Improved Online Learning and Modeling for Feature-Rich Discriminative Machine Translation
Publication or External Link
Most modern statistical machine translation (SMT) systems learn how to translate by constructing a discriminative model based on statistics from the data. A growing number of methods for discriminative training have been proposed, but most suffer from limitations hindering their utility for training feature-rich models on large amounts of data.
In this thesis, we present novel models and learning algorithms that address this issue by tackling three core problems for discriminative training: what to optimize, how to optimize, and how to represent the input. In addressing these issues, we develop fast learning algorithms that are both suitable for large-scale training and capable of generalization in high-dimensional feature spaces.
The algorithms are developed in an online margin-based framework. While these methods are firmly established in machine learning, their adaptation to SMT is not straightforward.

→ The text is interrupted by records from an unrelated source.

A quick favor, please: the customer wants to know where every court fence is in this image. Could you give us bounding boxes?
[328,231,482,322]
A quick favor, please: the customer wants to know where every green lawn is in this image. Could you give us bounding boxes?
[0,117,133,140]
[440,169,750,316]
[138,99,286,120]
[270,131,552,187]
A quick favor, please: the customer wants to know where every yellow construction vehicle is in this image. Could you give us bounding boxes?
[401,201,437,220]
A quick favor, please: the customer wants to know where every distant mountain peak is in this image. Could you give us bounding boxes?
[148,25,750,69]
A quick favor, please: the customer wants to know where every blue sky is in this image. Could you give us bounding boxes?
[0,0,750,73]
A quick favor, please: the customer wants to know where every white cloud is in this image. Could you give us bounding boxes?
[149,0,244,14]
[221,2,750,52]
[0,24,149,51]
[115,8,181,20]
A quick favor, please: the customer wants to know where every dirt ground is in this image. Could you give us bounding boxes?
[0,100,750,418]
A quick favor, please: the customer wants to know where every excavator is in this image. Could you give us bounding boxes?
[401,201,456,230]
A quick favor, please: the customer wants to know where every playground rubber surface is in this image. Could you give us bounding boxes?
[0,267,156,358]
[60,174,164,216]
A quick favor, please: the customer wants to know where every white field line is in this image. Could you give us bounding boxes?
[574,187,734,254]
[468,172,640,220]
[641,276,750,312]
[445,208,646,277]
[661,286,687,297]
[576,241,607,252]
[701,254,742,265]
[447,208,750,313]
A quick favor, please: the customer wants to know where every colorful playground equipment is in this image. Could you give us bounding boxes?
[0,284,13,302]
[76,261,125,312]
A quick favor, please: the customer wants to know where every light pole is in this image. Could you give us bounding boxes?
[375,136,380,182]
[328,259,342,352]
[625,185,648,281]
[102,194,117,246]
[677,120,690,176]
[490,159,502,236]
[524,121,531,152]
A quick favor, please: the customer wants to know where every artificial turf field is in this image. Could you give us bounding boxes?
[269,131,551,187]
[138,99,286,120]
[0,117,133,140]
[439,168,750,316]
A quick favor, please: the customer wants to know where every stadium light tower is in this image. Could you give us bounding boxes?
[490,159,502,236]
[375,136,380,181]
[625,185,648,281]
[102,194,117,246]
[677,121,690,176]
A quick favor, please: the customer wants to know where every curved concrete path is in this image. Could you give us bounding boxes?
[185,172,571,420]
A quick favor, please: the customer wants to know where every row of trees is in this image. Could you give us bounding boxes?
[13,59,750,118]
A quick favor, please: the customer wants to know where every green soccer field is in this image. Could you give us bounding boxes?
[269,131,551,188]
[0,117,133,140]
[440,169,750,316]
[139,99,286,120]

Thus, the first problem we address is what to optimize when learning for SMT. We define a family of objective functions for large-margin learning with loss-augmented inference over latent variables, and investigate their optimization performance in standard and high-dimensional feature spaces.
After establishing what to optimize, the second problem we focus on is improving learning in the feature-rich space. We develop an online gradient-based algorithm that improves upon large-margin learning by considering and bounding the spread of the data while maximizing the margin.

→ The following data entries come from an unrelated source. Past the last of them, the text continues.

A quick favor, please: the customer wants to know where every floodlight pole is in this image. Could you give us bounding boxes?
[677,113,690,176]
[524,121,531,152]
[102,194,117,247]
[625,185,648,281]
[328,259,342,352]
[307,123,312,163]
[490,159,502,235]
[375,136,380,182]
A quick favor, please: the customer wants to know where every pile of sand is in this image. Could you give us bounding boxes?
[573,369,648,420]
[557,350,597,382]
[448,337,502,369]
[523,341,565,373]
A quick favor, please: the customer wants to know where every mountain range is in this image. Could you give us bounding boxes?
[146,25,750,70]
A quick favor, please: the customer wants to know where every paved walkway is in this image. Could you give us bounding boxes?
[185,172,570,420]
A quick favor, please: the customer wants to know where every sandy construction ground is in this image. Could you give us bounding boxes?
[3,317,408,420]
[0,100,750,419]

Utilizing the learning regimes developed thus far, we are able to focus on the third problem and introduce new features targeting generalization to new domains. We employ topic models to perform unsupervised domain induction, and introduce adaptation features based on probabilistic domain membership.

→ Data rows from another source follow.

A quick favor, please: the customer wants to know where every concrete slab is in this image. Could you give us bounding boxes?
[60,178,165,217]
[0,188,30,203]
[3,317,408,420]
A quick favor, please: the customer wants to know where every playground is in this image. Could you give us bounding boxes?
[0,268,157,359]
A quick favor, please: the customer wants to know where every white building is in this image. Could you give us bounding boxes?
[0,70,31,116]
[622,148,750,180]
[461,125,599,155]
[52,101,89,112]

As a final question, we look at how to take advantage of the latent derivation structure. In current models of SMT, there is an exponential number of derivations that produce the same translation. The standard practice is to sidestep this ambiguity. In the final part of the thesis, we define a framework for latent variable models which explicitly takes advantage of all derivations in both learning and inference. We present a novel loss function for large-margin learning in that setting along with developing a suitable optimization algorithm.